The tender was expected to be held on Friday, 16 April, but was delayed to Monday. The results should be published in the upcoming days as OPZ’s current exclusive tolling contract with Ukraine’s Agro Gas Trading (AGT) expires on 30 April.
OPZ, a leading producer and one of the world’s biggest trans-shipment hubs, is owned by the State Property Fund.
Although ammonia exports had been subdued in recent years, they soared in 2020 when Ukraine sold 166,792 tonnes compared to just 23,290 tonnes in 2019, according to the ICIS demand and supply database.
The increase was largely due to record low gas prices last year but Zerkal said Naftogaz was encouraged by the long-term prospect of producing green ammonia or hydrogen using either renewable onshore wind generation or pioneering gas pyrolysis.

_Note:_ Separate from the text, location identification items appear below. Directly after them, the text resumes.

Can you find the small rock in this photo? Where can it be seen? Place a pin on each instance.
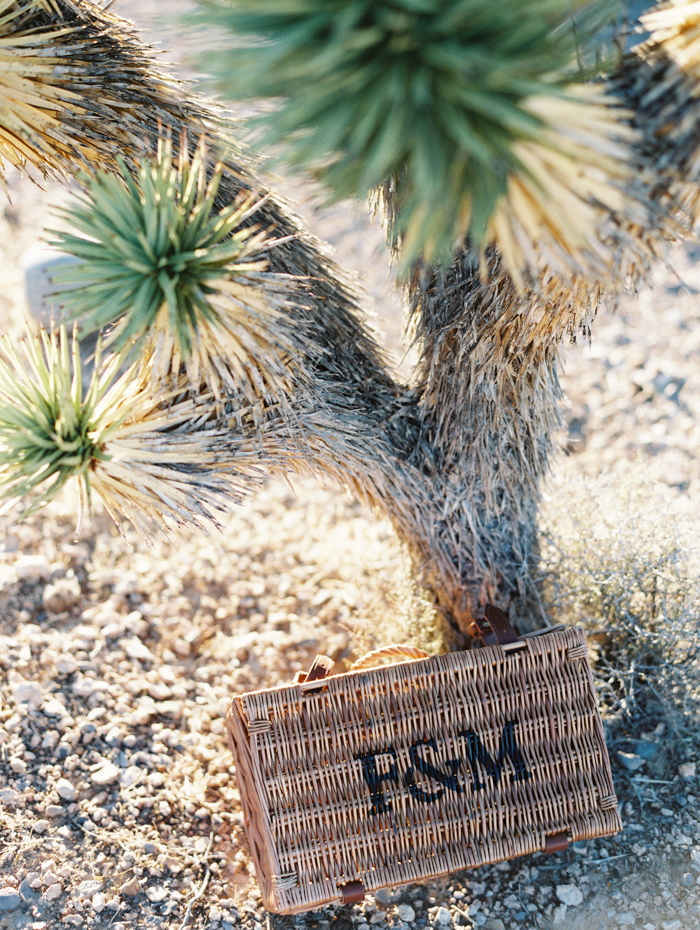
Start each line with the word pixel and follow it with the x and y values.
pixel 130 775
pixel 105 774
pixel 66 664
pixel 11 798
pixel 62 595
pixel 646 749
pixel 181 647
pixel 29 693
pixel 26 891
pixel 89 888
pixel 569 895
pixel 9 899
pixel 32 567
pixel 383 896
pixel 66 790
pixel 131 887
pixel 156 894
pixel 135 649
pixel 53 708
pixel 631 761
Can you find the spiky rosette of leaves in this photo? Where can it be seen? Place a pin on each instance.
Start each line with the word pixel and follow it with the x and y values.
pixel 158 264
pixel 146 461
pixel 453 102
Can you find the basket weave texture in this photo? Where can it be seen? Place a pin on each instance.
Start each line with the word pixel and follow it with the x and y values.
pixel 396 774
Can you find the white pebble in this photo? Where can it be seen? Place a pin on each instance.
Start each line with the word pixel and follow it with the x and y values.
pixel 130 775
pixel 32 567
pixel 569 895
pixel 66 664
pixel 53 708
pixel 65 789
pixel 135 649
pixel 29 693
pixel 105 774
pixel 156 894
pixel 89 888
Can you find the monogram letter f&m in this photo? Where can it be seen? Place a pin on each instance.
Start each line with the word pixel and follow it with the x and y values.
pixel 477 758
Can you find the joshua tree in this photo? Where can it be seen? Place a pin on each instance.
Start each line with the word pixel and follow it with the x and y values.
pixel 519 185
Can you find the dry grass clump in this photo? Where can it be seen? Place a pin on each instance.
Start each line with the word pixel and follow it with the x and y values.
pixel 619 561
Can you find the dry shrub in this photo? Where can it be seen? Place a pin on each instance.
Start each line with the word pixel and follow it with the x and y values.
pixel 620 558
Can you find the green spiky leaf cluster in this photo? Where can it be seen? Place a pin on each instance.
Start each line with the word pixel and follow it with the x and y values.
pixel 49 431
pixel 422 97
pixel 153 241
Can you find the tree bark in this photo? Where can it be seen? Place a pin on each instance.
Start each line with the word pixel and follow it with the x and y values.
pixel 455 458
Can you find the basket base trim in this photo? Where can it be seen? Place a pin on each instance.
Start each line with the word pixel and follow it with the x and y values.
pixel 556 842
pixel 352 892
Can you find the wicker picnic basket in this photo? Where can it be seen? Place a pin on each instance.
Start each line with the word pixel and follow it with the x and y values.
pixel 385 776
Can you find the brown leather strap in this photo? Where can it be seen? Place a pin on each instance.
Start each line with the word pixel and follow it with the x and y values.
pixel 479 627
pixel 321 667
pixel 352 892
pixel 556 842
pixel 500 625
pixel 494 629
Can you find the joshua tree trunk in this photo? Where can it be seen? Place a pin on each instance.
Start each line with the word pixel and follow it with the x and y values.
pixel 455 458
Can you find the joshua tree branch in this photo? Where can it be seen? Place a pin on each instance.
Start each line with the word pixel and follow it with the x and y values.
pixel 455 459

Gas pyrolysis is currently tested in some European countries and Russia and could be deployed for the conversion of natural gas into cleaner fuels.
BLACK SEA REGION
As the largest domestic producer with an average annual output of 14 billion cubic metres, Naftogaz intends to expand its exploration and production activities particularly in the offshore blocks of the Black Sea.
“According to all forecasts, gas will remain an important fuel [in the medium to long-term],” she said. We hope we will manage to step up production in Black Sea in the next five to six years and are aiming to conduct 3D seismic surveys in deep water.”
Naftogaz holds 37 licences for exploration in the Dolphin and Skivska offshore blocks which lie close to the Romanian Neptun and Turkish Tuna-1 blocks, where recent exploration studies have shown high reserve potential in excess of 500 billion cubic metres.
Ukraine has proven gas reserves close to one trillion cubic metres and intends to ramp up production from an annual 20bcm to 35bcm by 2030 of which 5bcm/year could be exported to Europe.
However, exploration activity has stalled largely because of low demand and falling gas prices.
Zerkal said Naftogaz had already signed an agreement with an as-yet unnamed company to carry out 3D surveys between July and November 2021.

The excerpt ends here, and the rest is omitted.